Foo *getFoo(); // We'll import this function from foo.cpp
struct S { Foo *_f } instance = { getFoo(); };

void main() { return instance._f->a; }

foo.cpp

struct Foo { i64 a, b; }; // Same as in main.cpp
struct Baz { i64 a, b; Foo f; }; 

Foo *gFoo;
extern Baz *gBaz;

Foo *getFoo() {
  return gFoo ? gFoo : &gBaz->f;
}

baz.cpp

struct Foo { i64 a, b; };
struct Baz { i64 a, b; Foo f; };  // Same as in foo.cpp

Baz *gBaz;

Now you perform thinlto import and get following definition of Baz in main.o0.3.import.bc when no name mapping used:

%struct.Bar = type { i64, i64 }
%struct.Foo = type { i64, i64 }

; This is incorrect. We should have %struct.Foo in the 3rd field
; This happens because Foo and Bar are recursively isomorphic
; and Bar is seen first by IRLinker.
%struct.Baz = type { i64, i64, %struct.Bar }

The faulted import causes bitcast created in static constructor:

; This static constructor can't be evaluated  due to a bitcast (Bar -> Foo)
define internal void @_GLOBAL__sub_I_main.cpp() #1 section ".text.startup" {
entry:
  %call.i.i = tail call %struct.Foo* bitcast (%struct.Bar* ()* @_Z6getFoov to %struct.Foo* ()*)()
  store %struct.Foo* %call.i.i, %struct.Foo** getelementptr inbounds (%struct.S, %struct.S* @instance, i64 0, i32 0), align 8, !tbaa !2
  ret void
}

Adding name mapping fixes the problem:

%struct.Baz = type { i64, i64, %struct.Foo } ; Good

; No bitcast - evaluator is happy.
define internal void @_GLOBAL__sub_I_main.cpp() section ".text.startup" {
entry:
  %call.i.i = tail call %struct.Foo* @getFoo()
  store %struct.Foo* %call.i.i, %struct.Foo** getelementptr inbounds (%struct.S, %struct.S* @instance, i64 0, i32 0), align 8
  ret void
}

The problem isn't specific at all to importing globals. You can easily rewrite this example to using functions (i.e gBaz -> getBaz) and get the same result. (it probably makes sense to divide this patch into two separate ones).

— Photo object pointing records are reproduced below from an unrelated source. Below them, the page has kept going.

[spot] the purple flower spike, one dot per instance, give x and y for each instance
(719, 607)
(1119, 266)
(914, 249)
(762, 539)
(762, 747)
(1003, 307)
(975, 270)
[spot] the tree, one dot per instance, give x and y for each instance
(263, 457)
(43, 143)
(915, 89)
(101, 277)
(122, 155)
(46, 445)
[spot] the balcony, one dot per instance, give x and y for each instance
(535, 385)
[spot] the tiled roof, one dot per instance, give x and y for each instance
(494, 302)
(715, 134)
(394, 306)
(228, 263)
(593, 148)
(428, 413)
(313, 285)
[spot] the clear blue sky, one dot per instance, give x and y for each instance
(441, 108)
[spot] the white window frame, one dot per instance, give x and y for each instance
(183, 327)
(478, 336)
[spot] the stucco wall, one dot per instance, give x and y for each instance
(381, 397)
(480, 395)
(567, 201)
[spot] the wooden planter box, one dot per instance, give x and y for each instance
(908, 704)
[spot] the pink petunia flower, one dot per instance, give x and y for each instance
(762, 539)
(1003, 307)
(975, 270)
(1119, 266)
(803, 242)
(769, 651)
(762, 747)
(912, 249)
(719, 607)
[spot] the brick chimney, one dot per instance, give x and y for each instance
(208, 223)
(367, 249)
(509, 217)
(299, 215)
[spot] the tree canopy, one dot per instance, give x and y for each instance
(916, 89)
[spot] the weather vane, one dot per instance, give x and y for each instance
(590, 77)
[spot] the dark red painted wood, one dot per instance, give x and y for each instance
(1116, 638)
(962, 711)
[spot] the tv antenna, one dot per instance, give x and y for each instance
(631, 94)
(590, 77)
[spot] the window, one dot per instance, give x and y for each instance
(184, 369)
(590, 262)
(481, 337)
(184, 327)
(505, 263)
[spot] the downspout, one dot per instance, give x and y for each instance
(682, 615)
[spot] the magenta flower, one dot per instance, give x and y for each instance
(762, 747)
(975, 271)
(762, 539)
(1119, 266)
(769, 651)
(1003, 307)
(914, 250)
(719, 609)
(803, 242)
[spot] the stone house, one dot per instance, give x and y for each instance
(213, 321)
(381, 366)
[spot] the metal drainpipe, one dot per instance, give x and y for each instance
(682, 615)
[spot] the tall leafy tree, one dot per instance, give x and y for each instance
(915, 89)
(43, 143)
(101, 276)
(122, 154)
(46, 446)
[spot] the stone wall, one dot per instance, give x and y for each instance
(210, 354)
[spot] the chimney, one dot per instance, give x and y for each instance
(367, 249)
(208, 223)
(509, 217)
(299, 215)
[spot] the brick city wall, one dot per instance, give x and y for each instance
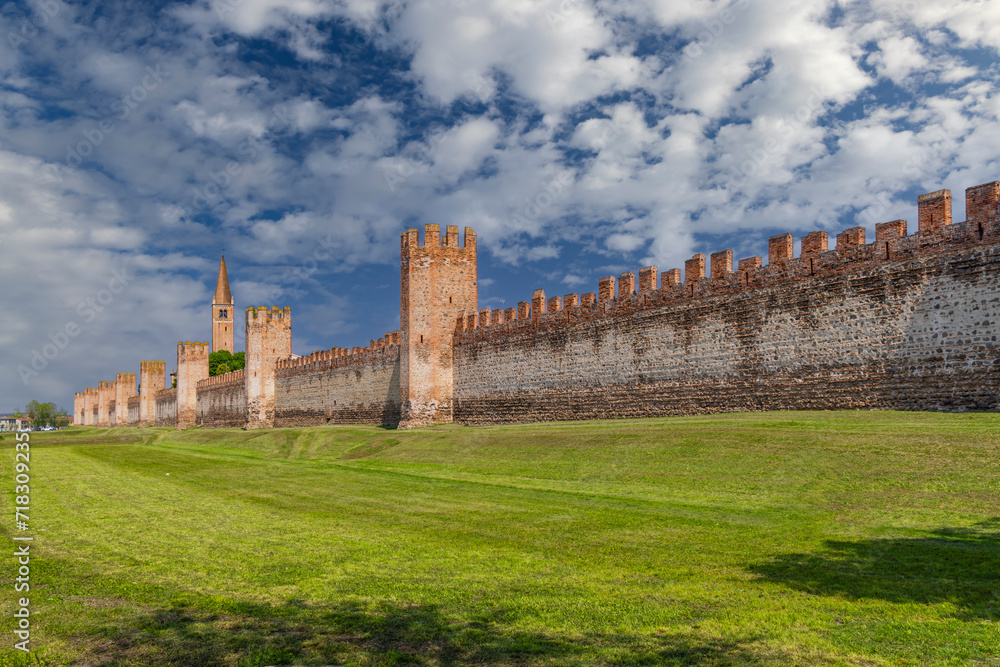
(166, 407)
(268, 339)
(901, 323)
(133, 411)
(222, 400)
(340, 386)
(437, 282)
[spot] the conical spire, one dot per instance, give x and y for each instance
(222, 293)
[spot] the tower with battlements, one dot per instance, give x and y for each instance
(268, 340)
(437, 282)
(222, 312)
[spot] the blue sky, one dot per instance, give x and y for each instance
(580, 139)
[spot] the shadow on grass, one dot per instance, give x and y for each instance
(956, 565)
(248, 635)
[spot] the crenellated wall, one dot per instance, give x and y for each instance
(222, 400)
(152, 378)
(905, 322)
(340, 386)
(166, 407)
(105, 395)
(268, 340)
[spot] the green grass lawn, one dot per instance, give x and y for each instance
(844, 538)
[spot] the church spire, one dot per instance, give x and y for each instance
(222, 312)
(222, 293)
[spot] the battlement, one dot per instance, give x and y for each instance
(237, 377)
(383, 348)
(433, 239)
(168, 392)
(276, 314)
(936, 233)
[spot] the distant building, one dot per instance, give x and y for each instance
(12, 423)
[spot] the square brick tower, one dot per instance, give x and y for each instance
(124, 390)
(222, 312)
(90, 406)
(152, 378)
(192, 366)
(105, 394)
(78, 402)
(438, 282)
(268, 339)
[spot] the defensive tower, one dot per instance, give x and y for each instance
(268, 339)
(437, 282)
(222, 312)
(152, 378)
(192, 366)
(124, 390)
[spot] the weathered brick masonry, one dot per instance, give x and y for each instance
(222, 400)
(339, 386)
(903, 322)
(268, 339)
(166, 407)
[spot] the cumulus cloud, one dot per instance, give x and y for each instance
(593, 134)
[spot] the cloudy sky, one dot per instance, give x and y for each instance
(579, 138)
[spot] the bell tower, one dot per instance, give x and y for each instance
(222, 312)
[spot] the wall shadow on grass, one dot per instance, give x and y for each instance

BTW the negative impact of those bitcasts isn't limited to evaluator. It also affects inliner behavior - see D38896

tejohnson added inline comments.Mon, Feb 12, 7:05 AM
lib/Linker/IRMover.cpp
1442 ↗(On Diff #133431)

Thanks for the detailed explanation. Since this isn't specific to the importing of variables, and can happen already with functions, please do separate out into a different patch.

evgeny777 added inline comments.Mon, Feb 12, 7:17 AM
lib/Transforms/IPO/FunctionImport.cpp
257 ↗(On Diff #133431)

I think we can use !GlobalValue::isInterposableLinkage(RefSummary->linkage()) here just like we use for functions. I'll check

evgeny777 retitled this revision from [ThinLTO] Import external globals to [ThinLTO] Import globals.

Addressed review comments

evgeny777 marked 2 inline comments as done.Wed, Feb 14, 5:00 AM
tejohnson accepted this revision.Wed, Feb 14, 8:38 AM

LGTM with a request for a comment below.

lib/Transforms/IPO/FunctionImport.cpp
259 ↗(On Diff #134079)

Please add comment about why the restriction on having no outgoing refs.

This revision is now accepted and ready to land.Wed, Feb 14, 8:38 AM
This revision was automatically updated to reflect the committed changes.